Department of Biochemistry and Biophysics, University of Pennsylvania, Philadelphia, Pennsylvania.
Department of Systems Pharmacology and Translational Therapeutics, University of Pennsylvania, Philadelphia, Pennsylvania.
Cancer Res Commun. 2023 Sep 19;3(9):1888-1898. doi: 10.1158/2767-9764.CRC-23-0235.
Androgen receptor signaling inhibitors (ARSI) are used to treat castration-resistant prostate cancer (CRPC) to stop a resurgence of androgen receptor (AR) signaling. Despite early success, patients on ARSIs eventually relapse, develop drug resistance, and succumb to the disease. Resistance may occur through intratumoral steroidogenesis mediated by upregulation of aldo-keto reductase family 1C member 3 (AKR1C3). Patients treated with leuprolide (castrate) and those treated with leuprolide plus abiraterone (post-Abi) harbor a reservoir of DHEA-S which could fuel testosterone (T) biosynthesis via AKR1C3 to cause a resurgence of prostate cancer cell growth. We demonstrate that concentrations of DHEA-S found in castrate and post-Abi patients are (i) converted to T in an AKR1C3-dependent manner in prostate cancer cells, and (ii) in amounts sufficient to stimulate AKR1C3-dependent cell growth. We observed this in primary and metastatic prostate cancer cell lines, CWR22PC and DuCaP, respectively. Androgen measurements were made by stable isotope dilution LC-MS/MS. We demonstrate AKR1C3 dependence using stable short hairpin RNA knockdown and pharmacologic inhibitors. We also demonstrate that free DHEA is reduced to 5-androstene-3β,17β-diol (5-Adiol) by AKR1C3 and that this is a major metabolite, suggesting that in our cell lines 5-Adiol is a predominant precursor of T. We have identified a mechanism of ARSI resistance common to both primary and metastatic cell lines that is dependent on the conversion of DHEA to 5-Adiol on route to T catalyzed by AKR1C3.

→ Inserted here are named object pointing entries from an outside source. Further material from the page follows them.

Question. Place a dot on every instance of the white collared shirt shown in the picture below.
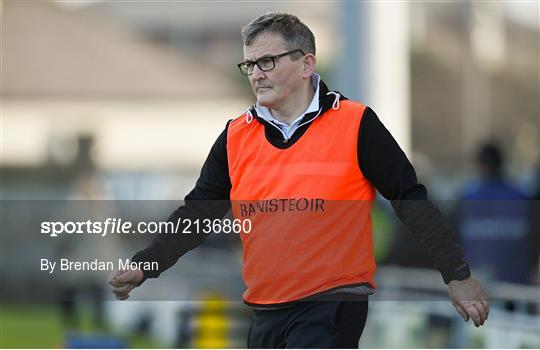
(288, 130)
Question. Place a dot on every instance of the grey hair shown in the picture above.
(295, 33)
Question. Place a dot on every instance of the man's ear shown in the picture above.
(309, 64)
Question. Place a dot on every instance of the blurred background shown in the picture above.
(121, 101)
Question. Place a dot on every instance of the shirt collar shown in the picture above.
(265, 113)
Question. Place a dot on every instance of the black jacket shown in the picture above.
(381, 161)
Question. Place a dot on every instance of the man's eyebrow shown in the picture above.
(264, 56)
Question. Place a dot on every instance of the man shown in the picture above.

We show that reservoirs of DHEA-S that remain after ARSI treatment are converted into T in primary and metastatic prostate cancer cells in amounts sufficient to stimulate cell growth. Pharmacologic and genetic approaches demonstrate that AKR1C3 is required for these effects. Furthermore, the route to T proceeds through 5-Adiol. We propose that this is a mechanism of ARSI drug resistance.
雄激素受体信号抑制剂 (ARSI) 用于治疗去势抵抗性前列腺癌 (CRPC),以阻止雄激素受体 (AR) 信号的重新激活。尽管早期取得了成功,但接受 ARSI 治疗的患者最终仍会复发、产生耐药性并死于该疾病。耐药性可能是通过醛酮还原酶家族 1C 成员 3 (AKR1C3) 介导的肿瘤内类固醇生成而发生的。接受亮丙瑞林(去势)治疗的患者和接受亮丙瑞林加阿比特龙(后 Abi)治疗的患者都存在 DHEA-S 储备,这可能通过 AKR1C3 为睾酮 (T) 生物合成提供燃料,从而导致前列腺癌细胞生长的重新激活。我们证明,在去势和后 Abi 患者中发现的 DHEA-S 浓度 (i) 以 AKR1C3 依赖的方式在前列腺癌细胞中转化为 T,并且 (ii) 以足以刺激 AKR1C3 依赖的细胞生长的量存在。我们分别在原发性和转移性前列腺癌细胞系 CWR22PC 和 DuCaP 中观察到了这一点。雄激素测量通过稳定同位素稀释 LC-MS/MS 进行。我们使用稳定的短发夹 RNA 敲低和药理学抑制剂来证明 AKR1C3 的依赖性。我们还证明 AKR1C3 将游离 DHEA 还原为 5-雄烯二酮-3β,17β-二醇 (5-Adiol),这是一种主要代谢物,表明在我们的细胞系中,5-Adiol 是 T 的主要前体。我们已经确定了一种在原发性和转移性细胞系中都存在的 ARSI 耐药机制,该机制依赖于 AKR1C3 催化的 DHEA 向 T 的转化。
我们表明,在接受 ARSI 治疗后仍然存在的 DHEA-S 储备在原发性和转移性前列腺癌细胞中转化为足以刺激细胞生长的 T。药理学和遗传学方法表明,AKR1C3 是这些作用所必需的。此外,T 的途径是通过 5-Adiol 进行的。我们提出这是 ARSI 药物耐药的一种机制。